If the rise of the #selfie tells us anything, it's that mobile phones are today's most indispensable accessory. But while finding an eco-friendly handbag or fairly traded jewelry is not as difficult as it once was, finding a responsible way to stay connected is tricky business.

In recent years, reports of appalling working conditions at smartphone factories have been widespread, and it's still unclear whether corporations' attempts to overhaul labor policies at these factories will ultimately succeed. Much like diamonds and rubies, the minerals used to make cellphones can contribute to violence and war in the regions where they are mined. And though they're great for keeping in touch with Mom, our trusty handhelds are significantly less friendly to Mother Earth: from their toxic and radioactive byproducts, to the buildup of "outdated" phones that become either undesirable or obsolete within years, our addiction to having an infinite number of diversions and resources at our fingertips has some serious environmental repercussions.

Though they're great for keeping in touch with Mom, cellphones are significantly less friendly to Mother Earth. Enter the Fairphone.

Enter the Fairphone, a conscious alternative for consumers who don't want to head back into the digital dark ages. Developed by a Dutch company, the crowdfunded phone features standard specs while addressing many of the social and environmental concerns surrounding these devices.
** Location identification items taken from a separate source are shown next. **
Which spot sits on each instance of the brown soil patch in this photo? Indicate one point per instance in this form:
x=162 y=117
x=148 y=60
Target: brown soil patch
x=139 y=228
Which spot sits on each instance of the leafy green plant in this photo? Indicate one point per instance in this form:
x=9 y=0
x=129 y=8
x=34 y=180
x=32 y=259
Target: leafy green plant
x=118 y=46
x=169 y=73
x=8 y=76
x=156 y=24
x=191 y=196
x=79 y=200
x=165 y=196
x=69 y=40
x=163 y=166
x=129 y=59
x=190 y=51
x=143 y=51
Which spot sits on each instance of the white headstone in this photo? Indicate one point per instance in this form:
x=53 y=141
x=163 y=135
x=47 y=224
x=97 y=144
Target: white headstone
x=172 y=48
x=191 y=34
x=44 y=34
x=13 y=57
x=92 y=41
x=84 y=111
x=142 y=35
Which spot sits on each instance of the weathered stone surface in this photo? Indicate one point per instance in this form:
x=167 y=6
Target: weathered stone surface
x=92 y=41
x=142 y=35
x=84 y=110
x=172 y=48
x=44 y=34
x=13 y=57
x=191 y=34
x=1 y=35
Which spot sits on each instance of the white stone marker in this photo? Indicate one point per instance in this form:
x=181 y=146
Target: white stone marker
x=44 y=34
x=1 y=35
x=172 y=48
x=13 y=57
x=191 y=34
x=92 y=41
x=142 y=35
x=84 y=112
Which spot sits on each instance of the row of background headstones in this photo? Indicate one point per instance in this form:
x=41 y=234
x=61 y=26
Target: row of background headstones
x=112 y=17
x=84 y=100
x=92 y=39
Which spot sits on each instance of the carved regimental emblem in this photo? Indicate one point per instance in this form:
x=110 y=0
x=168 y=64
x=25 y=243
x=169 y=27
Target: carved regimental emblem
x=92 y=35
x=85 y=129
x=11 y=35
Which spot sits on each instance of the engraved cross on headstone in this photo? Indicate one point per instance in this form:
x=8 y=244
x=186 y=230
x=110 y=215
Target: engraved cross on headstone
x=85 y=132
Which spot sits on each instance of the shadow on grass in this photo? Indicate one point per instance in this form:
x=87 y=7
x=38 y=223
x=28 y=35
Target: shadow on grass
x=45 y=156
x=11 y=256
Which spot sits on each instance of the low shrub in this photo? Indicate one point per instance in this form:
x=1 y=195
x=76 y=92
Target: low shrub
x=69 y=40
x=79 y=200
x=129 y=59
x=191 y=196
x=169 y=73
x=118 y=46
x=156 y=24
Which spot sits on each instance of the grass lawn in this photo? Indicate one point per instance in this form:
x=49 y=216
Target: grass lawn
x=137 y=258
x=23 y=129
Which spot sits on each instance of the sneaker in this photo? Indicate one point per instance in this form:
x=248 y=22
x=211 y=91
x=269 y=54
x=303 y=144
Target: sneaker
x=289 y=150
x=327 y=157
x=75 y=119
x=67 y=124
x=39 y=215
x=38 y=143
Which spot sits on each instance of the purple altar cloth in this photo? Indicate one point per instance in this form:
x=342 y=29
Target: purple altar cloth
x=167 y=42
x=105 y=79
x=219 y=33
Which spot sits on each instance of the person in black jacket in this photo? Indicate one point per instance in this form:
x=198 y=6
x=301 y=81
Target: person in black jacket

Its tin and tantalum components are certified conflict-free, and the company publishes a Bill of Materials so that all components of the phone can be traced. €3 from every sale go to establishing e-waste recycling projects in countries where such programs do not yet exist, and partnerships with open-source developer communities were put in place to promote long-term ownership of these phones by their end users.

Fairphones will be made in China, but the company has explained why other options were neither feasible nor eco-friendly, and the makers are transparent about the manufacturing partner they will use. A living wage for workers has already been negotiated with the factory, and because the initial production volume is relatively low, Fairphone says it will be able to closely monitor working conditions. They also note that the partnership provides an opportunity to drive systemic change from within, and that their ultimate goal is to create "a completely recyclable phone made from human and environmentally-friendly materials, free from plastics and toxins."

It may not be perfect yet, but the Fairphone is, at the very least, one big conversation starter.

Ed. Note: Unfortunately for would-be users in the U.S., the Fairphone will only be available in Europe initially. If you can't wait to replace that cracked screen until it hits our shores, try the Samsung Galaxy S4, which recently became the first smartphone to score a sustainability certification.